Senza grossi timori morali, all'età di cinquantasette anni, Cicerone, per sanare il suo patrimonio con la dote di una giovane e ricca ereditiera di nome Publilia, divorziò dalla moglie Terenzia, dopo trent'anni di convivenza.


Tuttavia, Terenzia non si perse d'animo e sopportò il conflitto senza grandi tensioni, poiché si sposò ancora due volte, prima con Sallustio, il famoso storico, poi con Mesala Corvino - generale, scrittore e uomo politico -, morendo con più di cent'anni.


Giovenale disapprova le nuove libertà femminili nelle sue "Satire", citando una donna aristocratica, che si era sposata otto volte in "cinque autunni".

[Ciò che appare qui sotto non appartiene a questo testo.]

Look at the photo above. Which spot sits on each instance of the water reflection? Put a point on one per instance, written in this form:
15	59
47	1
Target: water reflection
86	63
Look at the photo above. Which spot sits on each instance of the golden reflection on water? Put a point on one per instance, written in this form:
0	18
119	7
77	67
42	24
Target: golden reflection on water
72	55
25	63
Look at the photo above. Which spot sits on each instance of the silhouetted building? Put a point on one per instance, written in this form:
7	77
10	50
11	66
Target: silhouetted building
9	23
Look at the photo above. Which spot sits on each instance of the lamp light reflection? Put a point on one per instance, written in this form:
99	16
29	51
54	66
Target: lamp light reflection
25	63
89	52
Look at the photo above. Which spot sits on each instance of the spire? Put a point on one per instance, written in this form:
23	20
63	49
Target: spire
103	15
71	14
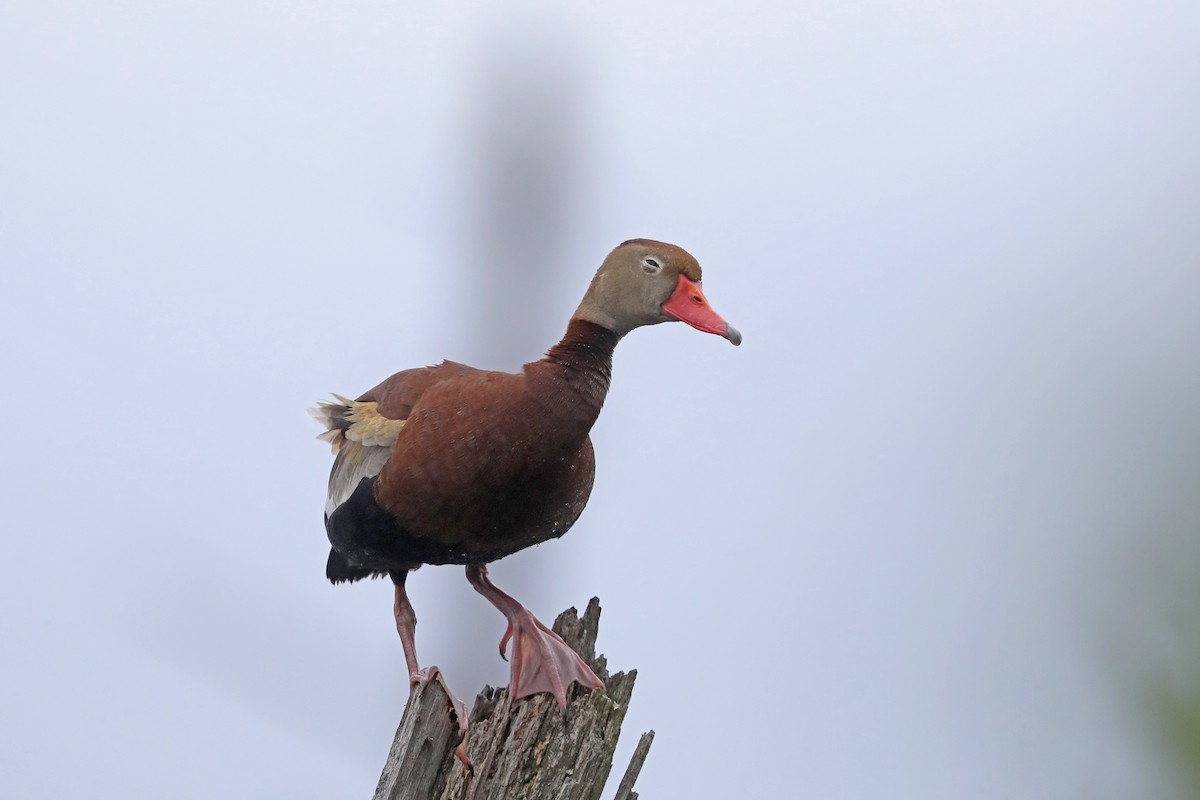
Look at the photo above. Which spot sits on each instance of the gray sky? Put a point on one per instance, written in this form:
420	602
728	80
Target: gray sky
961	241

Marziale critica una divorziata, di nome Telesilla, che, dopo che Domiziano aveva restaurato le leggi "Iulie", si era sposata per la decima volta.


Seneca scrive,


“Nessuna donna si vergogna dei suoi divorzi, perché si sono abituate a contare i loro anni, non con il nome del console, come si usava, ma con quello dei loro mariti.

Divorziano per sposarsi, si sposano per divorziare”.


 Marziale ammonisce


«Quae nubit totiens, non nubit: adultera lege est».


"Chi si sposa tante volte è come se non si fosse mai sposato, è un adultero".



Tuttavia, le leggi hanno prodotto i risultati voluti dall’imperatore.


Augusto aveva intuito nelle sue riforme, che l'avidità è più efficace della lussuria









[1] Lex Iulia de maritandis ordinibus (18 a.C.) e Lex Papia Poppaea (9 a.C.)

[2] Giovenale, poeta latino nelle sue Satire, critica i costumi romani.


[3] Marziale, poeta latino, da Bílbilis, Calatayud, Hispania Terraconensede

[4] Seneca, celebre filosofo, uomo politico e scrittore moralista.